All Jobs and Classes! I Just Wanted One Skill, Not Them All!
Chapter 103
Two hours bled away under the rising sun. The courtyard heated, dew dried, and Gaius’s shadow shrank as he loomed over them like a grumpy statue.
Nothing had changed.
Ludger kept his palms in the soil until his fingers were gritty, his spiritual core thrumming like a caged animal. He could feel the mana running through the ground—slow, dense, heavy—but every time he tried to adjust his own flow to match it, the rhythm slipped away like sand through his fingers. He shifted his breathing, tried again, slowed his pulse. Same result.

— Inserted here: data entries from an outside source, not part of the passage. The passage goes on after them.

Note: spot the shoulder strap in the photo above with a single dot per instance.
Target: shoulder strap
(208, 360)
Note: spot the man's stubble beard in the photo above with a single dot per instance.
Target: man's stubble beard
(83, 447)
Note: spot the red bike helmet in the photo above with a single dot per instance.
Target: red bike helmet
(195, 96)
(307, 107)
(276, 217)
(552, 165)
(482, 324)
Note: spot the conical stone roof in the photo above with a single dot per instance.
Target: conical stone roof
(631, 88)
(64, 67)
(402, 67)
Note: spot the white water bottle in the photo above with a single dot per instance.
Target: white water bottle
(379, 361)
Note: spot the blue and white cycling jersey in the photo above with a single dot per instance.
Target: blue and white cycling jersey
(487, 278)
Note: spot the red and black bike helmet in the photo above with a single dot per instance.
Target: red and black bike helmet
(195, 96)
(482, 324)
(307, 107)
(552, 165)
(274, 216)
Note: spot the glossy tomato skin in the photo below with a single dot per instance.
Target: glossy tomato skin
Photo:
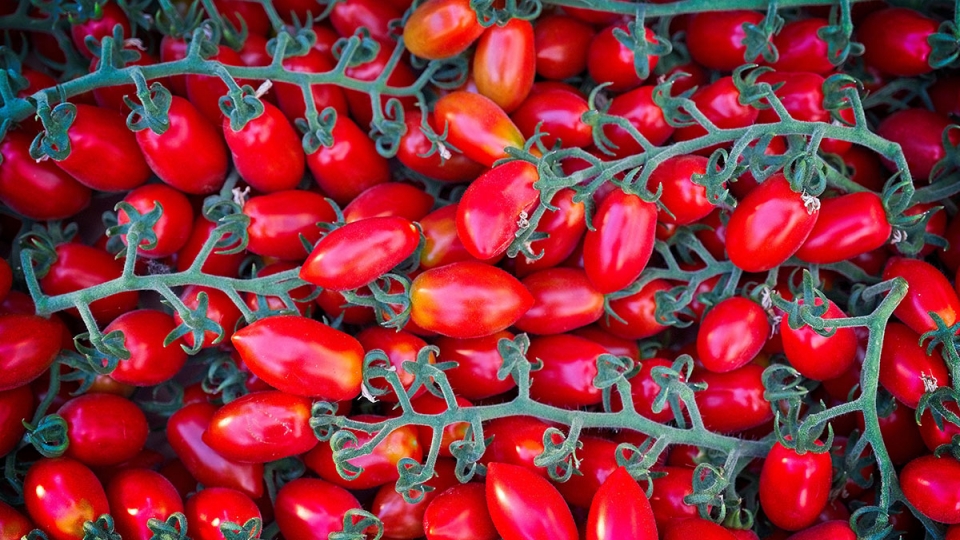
(37, 189)
(138, 495)
(524, 505)
(104, 154)
(794, 487)
(491, 211)
(905, 54)
(467, 299)
(768, 226)
(28, 346)
(302, 356)
(311, 509)
(715, 40)
(441, 29)
(621, 242)
(104, 429)
(335, 168)
(732, 334)
(459, 512)
(61, 494)
(848, 226)
(359, 252)
(261, 427)
(266, 152)
(185, 431)
(932, 485)
(929, 291)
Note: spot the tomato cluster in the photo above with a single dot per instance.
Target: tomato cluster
(451, 269)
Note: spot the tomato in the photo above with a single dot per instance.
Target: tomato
(62, 494)
(477, 126)
(37, 189)
(492, 211)
(524, 505)
(733, 401)
(794, 487)
(848, 226)
(715, 40)
(621, 242)
(475, 376)
(768, 226)
(28, 346)
(906, 370)
(191, 138)
(441, 28)
(211, 507)
(311, 509)
(185, 430)
(278, 221)
(905, 54)
(504, 63)
(138, 495)
(379, 466)
(610, 61)
(932, 486)
(467, 299)
(103, 153)
(569, 367)
(335, 168)
(820, 357)
(459, 512)
(929, 292)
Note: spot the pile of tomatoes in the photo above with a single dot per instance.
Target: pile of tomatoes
(453, 269)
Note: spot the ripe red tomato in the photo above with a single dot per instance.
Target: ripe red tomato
(768, 226)
(491, 211)
(932, 486)
(794, 487)
(62, 494)
(266, 152)
(467, 299)
(137, 496)
(311, 508)
(524, 505)
(621, 242)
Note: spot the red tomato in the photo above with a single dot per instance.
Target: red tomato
(820, 357)
(441, 29)
(335, 168)
(61, 495)
(715, 40)
(37, 189)
(459, 512)
(379, 466)
(906, 370)
(189, 138)
(279, 219)
(467, 299)
(610, 61)
(794, 487)
(932, 486)
(905, 54)
(493, 210)
(28, 346)
(768, 226)
(211, 507)
(524, 505)
(311, 509)
(137, 496)
(185, 430)
(301, 356)
(621, 242)
(929, 292)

Across from him, Viola was sweating, jaw locked but eyes still burning with stubborn excitement. She had the look of someone convinced that if she just pressed harder, the world would finally yield.
Luna stayed standing a little farther back, arms folded, gaze flicking between them and Gaius. Not bored—calculating.

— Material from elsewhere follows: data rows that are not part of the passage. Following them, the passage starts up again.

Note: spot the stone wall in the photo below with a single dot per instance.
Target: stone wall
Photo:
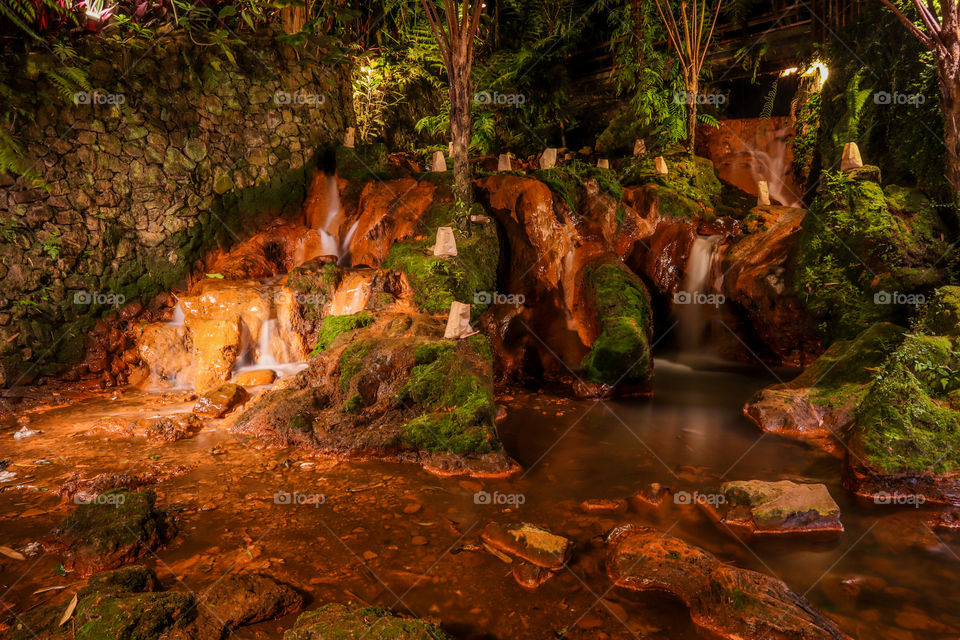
(176, 153)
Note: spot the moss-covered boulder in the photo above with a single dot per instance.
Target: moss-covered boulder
(757, 507)
(620, 354)
(113, 529)
(345, 622)
(908, 424)
(439, 280)
(723, 600)
(819, 405)
(117, 605)
(394, 389)
(867, 254)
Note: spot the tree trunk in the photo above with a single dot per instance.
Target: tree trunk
(948, 71)
(459, 79)
(692, 88)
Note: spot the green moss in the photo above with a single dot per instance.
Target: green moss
(333, 326)
(351, 361)
(455, 400)
(342, 622)
(907, 422)
(855, 253)
(621, 352)
(353, 404)
(438, 281)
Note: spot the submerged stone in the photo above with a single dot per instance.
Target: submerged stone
(724, 600)
(531, 543)
(345, 622)
(114, 529)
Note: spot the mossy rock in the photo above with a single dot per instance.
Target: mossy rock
(118, 527)
(909, 420)
(344, 622)
(439, 281)
(452, 384)
(621, 352)
(115, 605)
(333, 326)
(863, 256)
(690, 178)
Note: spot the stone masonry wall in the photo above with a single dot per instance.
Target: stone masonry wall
(177, 152)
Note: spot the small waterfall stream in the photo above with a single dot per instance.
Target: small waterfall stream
(697, 303)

Ludger’s shoulders twitched. Great. Two hours of kneeling like a tree hugging hippie and I’m still out of tune. This is less training and more a bad joke.
Gaius finally snorted, a sound like a rockslide in his throat. “Good. You’re finally starting to notice how hard it is. Welcome to earth magic, brats. Feeling isn’t the same as becoming.”

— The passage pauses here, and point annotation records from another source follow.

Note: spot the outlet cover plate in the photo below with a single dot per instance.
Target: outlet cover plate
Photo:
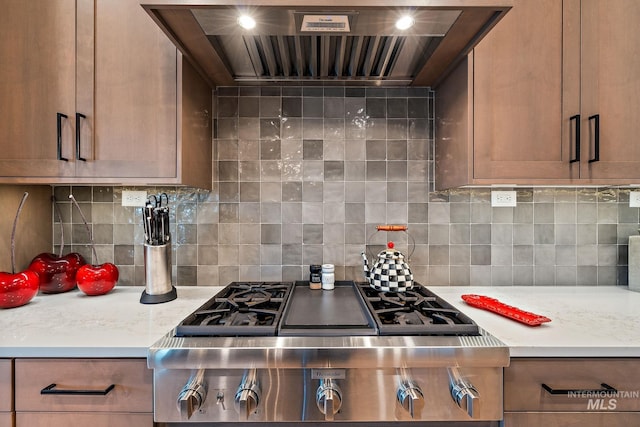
(134, 198)
(503, 199)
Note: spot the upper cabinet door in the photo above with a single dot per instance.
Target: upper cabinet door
(133, 130)
(518, 96)
(611, 89)
(37, 81)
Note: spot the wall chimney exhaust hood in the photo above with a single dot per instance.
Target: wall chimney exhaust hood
(349, 42)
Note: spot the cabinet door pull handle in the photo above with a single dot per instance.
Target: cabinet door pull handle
(78, 117)
(577, 145)
(51, 389)
(59, 117)
(596, 137)
(605, 388)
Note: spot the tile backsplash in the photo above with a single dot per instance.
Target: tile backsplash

The old man crouched just enough to drive the point home, his boots grinding into the dirt. “You keep at it until your mana gets heavy on its own. Then—and only then—the ground starts to move for you.”
Ludger blew out a slow breath, fighting the urge to roll his eyes. His core pulsed again, steady but alien, waiting for the right note he couldn’t quite hit.
Ludger flexed his fingers in the soil, grit biting under his nails. The rhythm still refused to click; the ground’s mana rolled beneath his palms like a slow drumbeat he couldn’t follow. Sweat beaded down his temple. This isn’t working. I’m just sitting here like an idiot while Viola burns holes in the dirt with her eyes.
He forced his breathing steady and let his mind wander through what he actually knew. Earth magic wasn’t just about throwing rocks or making walls. Reinforcing beams in old mines, stabilizing tunnels, hardening weapons and armor. Support first, destruction later.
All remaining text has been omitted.